Pick five time periods, ages, or moments from your life—they can be spread out or all clustered together. Don’t think too hard about your choices, just write down the first one that comes to mind and move to the next. Next pick a song to pair with each moment. Again, try not to think too hard. Let it be a gut thing. Now write a quick and dirty paragraph about each one. Then take the one that feels most interesting to you and expand it.
- “Material Girl” – Madonna (age 5). We are cruising in the station wagon, windows down. Coming from church, it’s spring. It might even be Easter, and I’m squeezed into black patent leather shoes and opaque white tights. We were stopping at the red caboose to get ice cream, pink bubble gum ice cream for me. The radio ricocheted Casey Kesam’s Top 40. Madonna was next up on the Billboard chart and I sing the bell, “Living in a Cheerio world – Cheerio! Living in a Cheerio world! And I’m a Cheerio girl!” And the next moment of memory is clear as the day, when my older brothers roll out of their seats laughing and correct me. “It’s material girl, not cheerio girl, Meaghan!!!”
- “I Wanna Sex You Up” – Color Me Badd (age 8). We rarely drove to the big city of St. Louis, just west across the river valley. Maybe only a few times a year. So it was always thrilling to be piled in a big yellow school bus as a grade schooler, off to the city for the annual symphony matinee and running through the shops at the old train depot Union Station.
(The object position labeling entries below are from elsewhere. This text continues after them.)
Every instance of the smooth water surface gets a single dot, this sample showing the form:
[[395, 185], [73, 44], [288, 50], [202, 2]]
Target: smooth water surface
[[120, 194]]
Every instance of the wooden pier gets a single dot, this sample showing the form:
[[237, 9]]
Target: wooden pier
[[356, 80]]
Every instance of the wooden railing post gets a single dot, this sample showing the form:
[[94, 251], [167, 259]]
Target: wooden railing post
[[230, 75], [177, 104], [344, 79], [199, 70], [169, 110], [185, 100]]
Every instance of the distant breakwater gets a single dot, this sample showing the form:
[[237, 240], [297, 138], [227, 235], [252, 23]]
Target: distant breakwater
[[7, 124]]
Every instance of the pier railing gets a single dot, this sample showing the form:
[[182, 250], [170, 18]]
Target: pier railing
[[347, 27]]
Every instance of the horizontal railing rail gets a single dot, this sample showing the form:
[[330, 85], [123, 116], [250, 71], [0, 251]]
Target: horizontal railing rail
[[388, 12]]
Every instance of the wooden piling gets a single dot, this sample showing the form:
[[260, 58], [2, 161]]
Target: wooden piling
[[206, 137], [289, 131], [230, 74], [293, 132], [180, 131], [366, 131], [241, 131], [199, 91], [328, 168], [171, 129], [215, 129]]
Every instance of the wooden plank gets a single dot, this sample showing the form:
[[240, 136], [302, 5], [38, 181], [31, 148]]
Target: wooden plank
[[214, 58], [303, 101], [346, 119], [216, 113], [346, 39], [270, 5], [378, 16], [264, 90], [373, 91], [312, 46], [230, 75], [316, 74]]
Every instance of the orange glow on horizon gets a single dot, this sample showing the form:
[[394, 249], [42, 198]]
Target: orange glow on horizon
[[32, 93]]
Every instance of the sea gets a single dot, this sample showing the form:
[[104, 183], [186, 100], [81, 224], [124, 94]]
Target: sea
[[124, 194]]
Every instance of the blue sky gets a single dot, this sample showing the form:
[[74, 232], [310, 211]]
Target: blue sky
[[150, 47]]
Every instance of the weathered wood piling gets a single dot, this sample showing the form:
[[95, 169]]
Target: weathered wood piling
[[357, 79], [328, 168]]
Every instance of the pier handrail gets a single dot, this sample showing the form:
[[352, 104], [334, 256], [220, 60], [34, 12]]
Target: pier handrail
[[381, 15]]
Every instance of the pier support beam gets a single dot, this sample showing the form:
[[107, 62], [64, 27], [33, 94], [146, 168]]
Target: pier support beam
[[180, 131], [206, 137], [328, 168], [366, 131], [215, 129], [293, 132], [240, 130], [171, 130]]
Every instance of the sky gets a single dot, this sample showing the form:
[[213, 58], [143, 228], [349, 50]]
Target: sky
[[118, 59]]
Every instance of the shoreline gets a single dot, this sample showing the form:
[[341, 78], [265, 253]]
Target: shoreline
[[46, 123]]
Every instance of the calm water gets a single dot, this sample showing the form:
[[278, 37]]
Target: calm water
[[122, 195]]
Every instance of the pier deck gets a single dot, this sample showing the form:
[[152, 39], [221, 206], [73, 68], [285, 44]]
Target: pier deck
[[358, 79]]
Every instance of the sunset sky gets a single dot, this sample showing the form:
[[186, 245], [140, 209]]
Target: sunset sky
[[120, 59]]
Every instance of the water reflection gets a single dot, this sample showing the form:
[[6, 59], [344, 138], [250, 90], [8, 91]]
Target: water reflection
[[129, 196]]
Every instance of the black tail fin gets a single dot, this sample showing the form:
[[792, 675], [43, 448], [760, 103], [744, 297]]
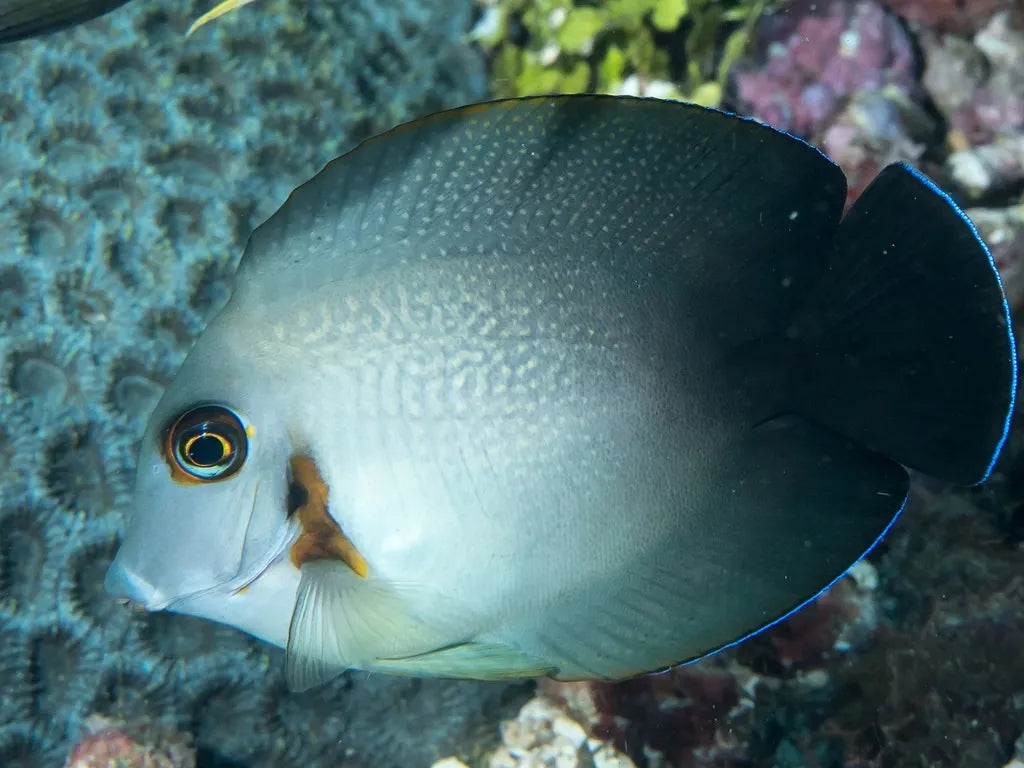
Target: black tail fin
[[907, 346]]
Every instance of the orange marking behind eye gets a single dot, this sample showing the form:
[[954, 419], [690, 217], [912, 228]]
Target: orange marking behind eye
[[322, 538]]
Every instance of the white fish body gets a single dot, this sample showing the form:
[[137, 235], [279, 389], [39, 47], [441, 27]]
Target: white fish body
[[559, 378]]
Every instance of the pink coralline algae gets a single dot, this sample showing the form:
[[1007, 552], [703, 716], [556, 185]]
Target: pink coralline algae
[[112, 743], [951, 15], [814, 57], [843, 75]]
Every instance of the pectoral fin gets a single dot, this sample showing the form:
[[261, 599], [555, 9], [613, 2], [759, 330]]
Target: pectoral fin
[[342, 621]]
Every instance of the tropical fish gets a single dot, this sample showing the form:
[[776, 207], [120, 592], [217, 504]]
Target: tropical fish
[[216, 12], [574, 386], [24, 18]]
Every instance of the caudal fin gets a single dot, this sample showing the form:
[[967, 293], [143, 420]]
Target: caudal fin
[[907, 346]]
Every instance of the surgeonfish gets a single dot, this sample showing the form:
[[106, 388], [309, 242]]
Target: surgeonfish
[[569, 386], [24, 18]]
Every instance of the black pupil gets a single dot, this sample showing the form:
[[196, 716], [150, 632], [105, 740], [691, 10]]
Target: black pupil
[[206, 451]]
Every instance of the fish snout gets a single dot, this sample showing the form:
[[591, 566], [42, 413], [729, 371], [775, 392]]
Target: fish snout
[[121, 583]]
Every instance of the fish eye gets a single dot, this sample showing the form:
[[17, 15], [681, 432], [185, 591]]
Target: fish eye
[[208, 442]]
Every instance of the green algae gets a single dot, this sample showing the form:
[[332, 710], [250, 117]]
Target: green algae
[[670, 48]]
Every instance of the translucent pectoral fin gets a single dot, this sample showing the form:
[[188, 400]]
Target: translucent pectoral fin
[[471, 660], [342, 621]]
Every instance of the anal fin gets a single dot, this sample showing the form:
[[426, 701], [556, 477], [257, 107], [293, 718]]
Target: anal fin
[[790, 508], [471, 660]]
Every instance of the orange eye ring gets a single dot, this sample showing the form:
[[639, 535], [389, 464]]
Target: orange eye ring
[[206, 443]]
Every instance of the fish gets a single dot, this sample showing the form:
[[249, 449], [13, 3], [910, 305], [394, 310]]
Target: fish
[[215, 12], [25, 18], [573, 386]]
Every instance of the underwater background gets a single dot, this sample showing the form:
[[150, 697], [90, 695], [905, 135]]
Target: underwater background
[[135, 162]]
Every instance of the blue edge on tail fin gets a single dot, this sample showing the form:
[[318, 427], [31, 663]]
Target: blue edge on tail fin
[[1006, 427]]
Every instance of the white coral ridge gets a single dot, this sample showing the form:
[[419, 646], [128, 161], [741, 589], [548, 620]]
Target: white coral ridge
[[544, 735]]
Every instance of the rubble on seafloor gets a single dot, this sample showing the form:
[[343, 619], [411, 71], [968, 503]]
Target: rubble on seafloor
[[699, 715], [547, 734]]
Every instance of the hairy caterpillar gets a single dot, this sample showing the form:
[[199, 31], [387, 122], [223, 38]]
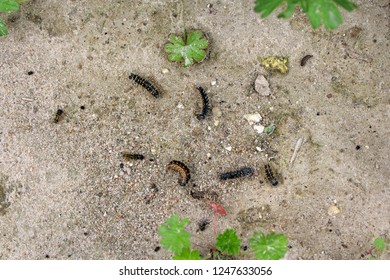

I had $6 in my blue nylon purse. I was sporting a new Fido Dido t-shirt, Keds and doubled up neon socks. And there it was, on a stand in Camelot Music. I had heard the song on the radio – “I Wanna Sex You Up” and knew it was bad, like so bad it was good. “I wanna touch you in all the right places baby.” I mean, that sounds good, right? With the money burning a hole in my pocket, I grabbed the single cassette – a black and white graphic design just screaming censored content inside! – and paid and ran out. On the bus home, we took turns listening in my headphones. The tape was hot after an hour on repeat. I effectively hid that cassette for two weeks until my mom confiscated it. But I got it back, you bet I did.
- “Island in the Sun” – Weezer (age 21). Drunk in a state park in the panhandle of Oklahoma. A secret rendezvous. Splashing in the river. Beers in a koozie. Bikini top and cut off jeanshorts. The angle of the sun leaning into the golden hour. “We’ll run away together. We’ll spend some time forever…” The last summer of love between us – he and I destined for a meteoric flash of light and heat hurtling through the dark sky, disintegrating into oblivion. But for now, “on an island in the sun we’ll be playing and having fun.”
- “Lovin’ In My Baby’s Eyes” – Taj Mahal (age 31). The simple strum of the guitar, blues harmonica, soulful tones. We step step spin, step step dip. All while we’re enveloped in a circle of love, family and friends from every chapter of our storybooks looking on, emanating warmth towards us. I was the one who didn’t want to get married. Complained about how it’s a fake institution created to transfer wealth and property, including women. And it’s made of a church I didn’t trust and in the suggestion of a god I didn’t believe in. I didn’t need a ring or certificate to show my commitment. So why was I standing here with my new husband in a white dress with flowers tucked in my hair? “Give me that magic in my baby’s eyes.”
- “Paper Doll” – The Mills Brothers (age 36). “He’s gone,” she said. “Now no one knows my story.” I stood in the dimly lit hallway, that cold December afternoon, trying to navigate these new waters, a role reversal in giving comfort to a grieving parent. My grandpa Pop waited until after Christmas to die, he gifted us that one last holiday together. He had been telling us for years now that he was ready to be back with my grandma GG, his Doll Babe. A twinkle in his blind eyes still when he talked about her. I could write every day for the rest of my life, and I still couldn’t write enough words to describe how much my grandpa and grandma loved each other. In most of my childhood memories of time after school each day at their house, Pop would whistle to the big bands, their harmonies and horns, in his work jeans and white tank top, dusty from a day of laying brick. And when GG walked into the room, he would sing about her “Flirty flirty eyes.” They were blue. And how he would count her freckles to pass the time, but really, just to have an excuse to look at and love her.